The Curious Case of Dr. Berwick: The White House has sent the appointment of Donald Berwick to the Senate. But Berwick already has the job of running Medicare and Medicaid until 2011no matter what senators think (thanks to a controversial recess appointment).


 The Senate referral is a charade. Why do it? Byron York reports:


 [T]he renomination allows Obama to claim he wants to work with the Senate to win Berwick’s confirmation, even though the recess appointment makes that superfluous.


 Is anybody enough of a sucker to fall for this ploy?


 Let’s call it the P. T. Barnum ploy. You’d have to be a sucker to fall for it. However, as York notes, the non-referral referral will serve to keep the anger over the Berwick appointment at boiling point. Even though Berwick has no incentive to answer questions-why would he before a Potemkin hearing?-let’s hope senators use the non-confirmation hearings to ask them. York notes that Republican senators in particular would like to know more:


They still want to know more about his advocacy of health care rationing, his admiration for Britain’s National Health Service, and his inclination to trust the health care decisions of centralized planners more than individual doctors and patients.


Beyond that, the GOP is especially curious about a nonprofit organization Berwick founded, the Institute for Healthcare Improvement. A 501(c)(3) tax-exempt organization, the institute reported receiving $12.2 million in contributions and grants, among other revenues, in 2008 (the most recent year for which figures are publicly available). Given all the money that has flown around in the health care debate, Republicans wanted to know where the $12.2 million came from. The recess appointment meant that Berwick didn’t have to answer.

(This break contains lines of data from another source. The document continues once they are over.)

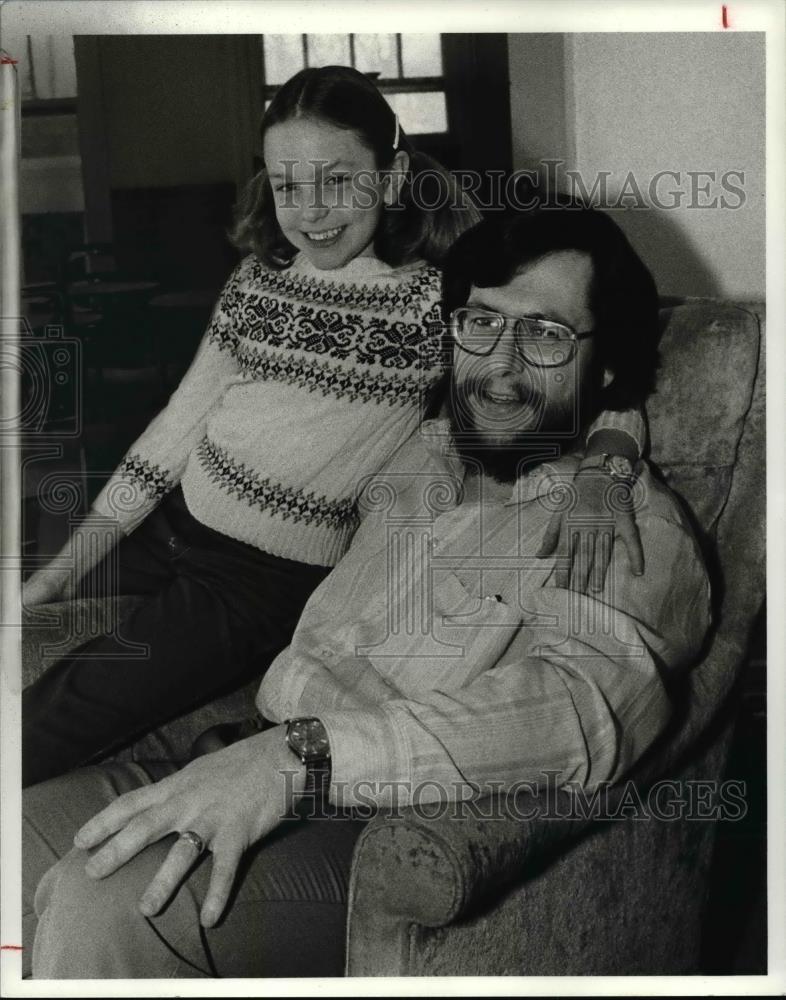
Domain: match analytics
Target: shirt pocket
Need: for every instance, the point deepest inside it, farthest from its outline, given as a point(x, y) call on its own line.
point(483, 626)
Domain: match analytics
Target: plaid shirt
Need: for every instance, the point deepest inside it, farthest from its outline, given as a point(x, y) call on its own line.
point(444, 662)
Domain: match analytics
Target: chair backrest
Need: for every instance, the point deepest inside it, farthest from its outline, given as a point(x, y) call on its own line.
point(707, 427)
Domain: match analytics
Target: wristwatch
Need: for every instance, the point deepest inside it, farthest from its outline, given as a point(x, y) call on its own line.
point(616, 466)
point(308, 740)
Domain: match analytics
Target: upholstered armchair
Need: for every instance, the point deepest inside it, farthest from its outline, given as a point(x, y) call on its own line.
point(530, 886)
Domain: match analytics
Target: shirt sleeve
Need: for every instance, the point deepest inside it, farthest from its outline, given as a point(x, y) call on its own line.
point(155, 463)
point(579, 696)
point(630, 422)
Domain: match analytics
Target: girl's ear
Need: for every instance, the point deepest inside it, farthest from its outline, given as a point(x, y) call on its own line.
point(395, 177)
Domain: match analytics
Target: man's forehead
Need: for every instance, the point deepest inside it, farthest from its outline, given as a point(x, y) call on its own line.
point(558, 283)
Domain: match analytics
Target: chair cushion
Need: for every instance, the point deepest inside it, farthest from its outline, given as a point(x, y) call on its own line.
point(709, 359)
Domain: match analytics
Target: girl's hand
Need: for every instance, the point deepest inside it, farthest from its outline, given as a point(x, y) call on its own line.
point(231, 799)
point(583, 537)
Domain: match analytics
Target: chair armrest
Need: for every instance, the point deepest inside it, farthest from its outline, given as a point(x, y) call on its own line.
point(410, 867)
point(434, 868)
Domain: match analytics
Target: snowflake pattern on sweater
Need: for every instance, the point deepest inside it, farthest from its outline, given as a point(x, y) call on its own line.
point(305, 382)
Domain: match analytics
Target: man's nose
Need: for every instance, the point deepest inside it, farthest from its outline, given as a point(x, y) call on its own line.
point(506, 355)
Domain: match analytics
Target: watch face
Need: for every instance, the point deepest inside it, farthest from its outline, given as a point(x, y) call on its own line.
point(308, 738)
point(619, 466)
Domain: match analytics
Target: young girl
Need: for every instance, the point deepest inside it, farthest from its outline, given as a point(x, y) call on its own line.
point(239, 497)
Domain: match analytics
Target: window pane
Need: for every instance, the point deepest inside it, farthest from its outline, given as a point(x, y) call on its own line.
point(46, 64)
point(328, 50)
point(420, 113)
point(421, 55)
point(376, 54)
point(49, 135)
point(283, 57)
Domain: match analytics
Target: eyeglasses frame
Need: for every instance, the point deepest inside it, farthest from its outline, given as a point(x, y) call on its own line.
point(573, 337)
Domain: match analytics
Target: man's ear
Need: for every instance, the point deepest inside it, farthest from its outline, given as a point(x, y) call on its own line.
point(395, 176)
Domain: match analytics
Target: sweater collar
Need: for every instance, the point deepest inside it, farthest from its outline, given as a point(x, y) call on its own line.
point(357, 269)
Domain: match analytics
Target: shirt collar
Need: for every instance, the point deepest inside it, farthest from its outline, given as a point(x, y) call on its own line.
point(545, 482)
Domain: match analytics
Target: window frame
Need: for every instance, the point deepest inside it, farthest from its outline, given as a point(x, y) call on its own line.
point(387, 85)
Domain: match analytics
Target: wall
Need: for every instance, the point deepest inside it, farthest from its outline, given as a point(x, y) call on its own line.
point(178, 109)
point(653, 102)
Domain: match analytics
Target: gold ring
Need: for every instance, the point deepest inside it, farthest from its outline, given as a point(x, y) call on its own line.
point(194, 839)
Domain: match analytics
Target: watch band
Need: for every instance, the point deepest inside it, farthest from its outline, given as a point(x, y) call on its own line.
point(616, 466)
point(307, 739)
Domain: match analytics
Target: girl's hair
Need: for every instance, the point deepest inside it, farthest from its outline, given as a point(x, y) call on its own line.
point(431, 211)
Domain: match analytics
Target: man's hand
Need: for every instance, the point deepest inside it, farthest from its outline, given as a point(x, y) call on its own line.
point(583, 536)
point(231, 799)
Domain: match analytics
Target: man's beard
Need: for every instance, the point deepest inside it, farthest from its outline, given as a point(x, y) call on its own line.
point(551, 436)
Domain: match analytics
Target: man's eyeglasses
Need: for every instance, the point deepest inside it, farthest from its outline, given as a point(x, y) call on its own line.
point(541, 342)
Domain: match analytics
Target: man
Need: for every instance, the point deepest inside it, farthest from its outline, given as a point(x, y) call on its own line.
point(440, 660)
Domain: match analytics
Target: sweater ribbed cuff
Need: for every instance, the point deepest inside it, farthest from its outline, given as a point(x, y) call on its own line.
point(369, 761)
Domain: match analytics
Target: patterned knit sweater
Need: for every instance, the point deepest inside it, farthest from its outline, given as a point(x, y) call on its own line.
point(306, 382)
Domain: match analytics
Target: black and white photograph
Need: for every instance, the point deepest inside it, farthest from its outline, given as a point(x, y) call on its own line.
point(384, 498)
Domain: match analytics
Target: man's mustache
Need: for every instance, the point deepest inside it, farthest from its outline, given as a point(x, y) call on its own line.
point(524, 392)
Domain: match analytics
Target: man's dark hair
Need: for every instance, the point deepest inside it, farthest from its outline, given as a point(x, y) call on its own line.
point(623, 296)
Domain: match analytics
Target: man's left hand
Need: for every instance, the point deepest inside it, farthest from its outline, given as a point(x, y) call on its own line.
point(230, 799)
point(584, 536)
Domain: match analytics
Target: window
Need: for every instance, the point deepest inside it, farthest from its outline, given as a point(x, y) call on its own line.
point(408, 69)
point(51, 191)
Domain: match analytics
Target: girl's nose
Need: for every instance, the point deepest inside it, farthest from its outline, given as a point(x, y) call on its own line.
point(315, 205)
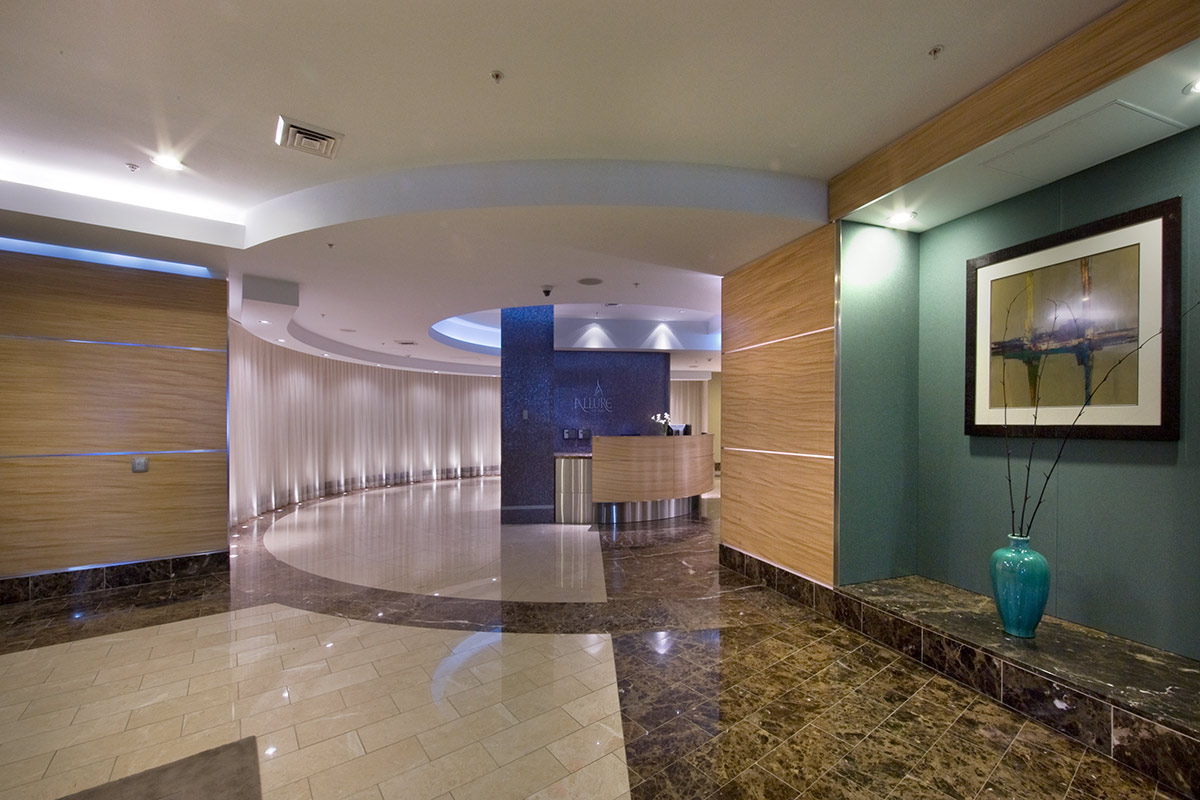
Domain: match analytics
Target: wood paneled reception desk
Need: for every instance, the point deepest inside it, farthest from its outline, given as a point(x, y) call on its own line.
point(648, 477)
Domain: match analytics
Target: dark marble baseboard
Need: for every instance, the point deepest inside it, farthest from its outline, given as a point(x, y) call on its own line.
point(1129, 702)
point(115, 576)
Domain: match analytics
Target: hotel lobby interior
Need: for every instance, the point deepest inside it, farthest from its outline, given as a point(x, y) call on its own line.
point(336, 342)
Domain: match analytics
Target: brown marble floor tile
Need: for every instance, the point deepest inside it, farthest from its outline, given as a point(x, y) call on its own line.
point(755, 785)
point(805, 757)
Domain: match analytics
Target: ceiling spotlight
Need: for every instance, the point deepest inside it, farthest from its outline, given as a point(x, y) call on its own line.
point(168, 161)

The institute has also been very good to Berwick personally. He received $2.3 million in compensation in 2008 (a figure that included retirement funds), and was paid $637,006 in 2007 and $585,008 in 2006. On top of that, investigators discovered a little-noticed paragraph in an audit report revealing that in 2003 the institute’s board of directors gave Berwick and his wife health coverage “from retirement until death.”


Millions of Americans worry about securing coverage and paying for it. Berwick, who advocates rationing for the masses, will never be one of them.